Penale

Suicidio assistito, resta il requisito del trattamento di sostegno vitale

La Corte costituzionale nella sentenza numero 66, depositata oggi, ha affermato che il requisito non è in contrasto con la Costituzione e ha rinnovato i propri appelli al legislatore

Non è costituzionalmente illegittimo subordinare la non punibilità dell’aiuto al suicidio al requisito che il paziente necessiti, secondo la valutazione medica, di un trattamento di sostegno vitale. È quanto ha stabilito la Corte costituzionale nella sentenza numero 66, depositata oggi, in cui sono state ritenute non fondate varie questioni di legittimità costituzionale dell’articolo 580 del codice penale, sollevate dal GIP di Milano, al quale il pubblico ministero aveva chiesto di archiviare due procedimenti penali per aiuto al suicidio nei confronti di Marco Cappato (indagato per il delitto di cui all’articolo 580 cod. pen.) commessi il 2 agosto 2022 e il 25 novembre 2022.

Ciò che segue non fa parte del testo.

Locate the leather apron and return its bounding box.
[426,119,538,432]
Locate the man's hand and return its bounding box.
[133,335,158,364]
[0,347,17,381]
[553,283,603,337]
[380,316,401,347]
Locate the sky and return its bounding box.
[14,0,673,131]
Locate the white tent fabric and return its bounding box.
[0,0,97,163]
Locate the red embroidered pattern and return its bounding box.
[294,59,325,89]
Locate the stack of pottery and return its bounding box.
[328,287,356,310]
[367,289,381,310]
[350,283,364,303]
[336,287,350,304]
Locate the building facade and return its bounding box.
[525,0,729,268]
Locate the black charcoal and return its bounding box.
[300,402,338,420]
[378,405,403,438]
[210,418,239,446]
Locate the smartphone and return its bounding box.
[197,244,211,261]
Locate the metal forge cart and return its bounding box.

La Corte ha rammentato quanto già precisato nella sentenza numero 135 del 2024, pubblicata successivamente all’ordinanza di rimessione: il requisito che il paziente dipenda da un trattamento di sostegno vitale è integrato già quando vi sia l’indicazione medica della necessità di un tale trattamento allo scopo di assicurare l’espletamento delle sue funzioni vitali, in particolare ogniqualvolta si debba ritenere che l’omissione o l’interruzione di tale trattamento determinerebbe prevedibilmente la sua morte in un breve lasso di tempo, e sussistano tutti gli altri requisiti sostanziali e procedurali indicati dalla sentenza numero 242 del 2019. Non è dunque necessario che il paziente sia tenuto a iniziare il trattamento al solo scopo di poter poi essere aiutato a morire.

In assenza di una simile condizione, la Corte – reiterando considerazioni già svolte nella sentenza numero 135 del 2024 – ha ritenuto che non è discriminatorio limitare a questi pazienti la possibilità di accedere al suicidio assistito, e che tale limitazione non viola il diritto all’autodeterminazione del paziente. Pur non essendo, in ipotesi, precluso al legislatore compiere scelte diverse, laddove appresti le necessarie garanzie contro i rischi di abuso e di abbandono del malato, al legislatore stesso deve infatti riconoscersi un «significativo margine di discrezionalità […] nel bilanciamento tra il dovere di tutela della vita umana, discendente dall’art. 2 Cost., e il principio dell’autonomia del paziente nelle decisioni che coinvolgono il proprio corpo, e che è a sua volta un aspetto del più generale diritto al libero sviluppo della propria persona».

La Corte ha poi sottolineato il carattere essenziale che rivestono i requisiti e le condizioni procedurali per la non punibilità dell’aiuto al suicidio cui ha fatto riferimento la giurisprudenza costituzionale, in quanto funzionali sia a prevenire il pericolo di abusi a danno delle persone deboli e vulnerabili, sia a «contrastare derive sociali o culturali che inducano le persone malate a scelte suicide, quando invece ben potrebbero trovare ragioni per continuare a vivere, ove fossero adeguatamente sostenute dalle rispettive reti familiari e sociali, oltre che dalle istituzioni pubbliche nel loro complesso».

La Corte ha rammentato che costituisce preciso dovere della Repubblica garantire «adeguate forme di sostegno sociale, di assistenza sanitaria e sociosanitaria domiciliare continuativa, perché la presenza o meno di queste forme di assistenza condiziona le scelte della persona malata e può costituire lo spartiacque tra la scelta di vita e la richiesta di morte».

In proposito, ha osservato con preoccupazione che ancor oggi, nel nostro Paese, non è garantito un accesso universale ed equo alle cure palliative nei vari contesti sanitari, sia domiciliari che ospedalieri; vi sono spesso lunghe liste di attesa; si sconta una mancanza di personale adeguatamente formato e una distribuzione territoriale dell’offerta troppo divaricata; e la stessa effettiva presa in carico da parte del servizio sociosanitario, per queste persone, è a volte insufficiente.

Infine, la sentenza ha «ribadito con forza l’auspicio […] che il legislatore e il Servizio sanitario nazionale intervengano prontamente ad assicurare concreta e puntuale attuazione a quanto stabilito dalla sentenza n. 242 del 2019, ferma restando la possibilità per il legislatore di dettare una diversa disciplina nel rispetto delle esigenze richiamate ancora una volta dalla presente pronuncia».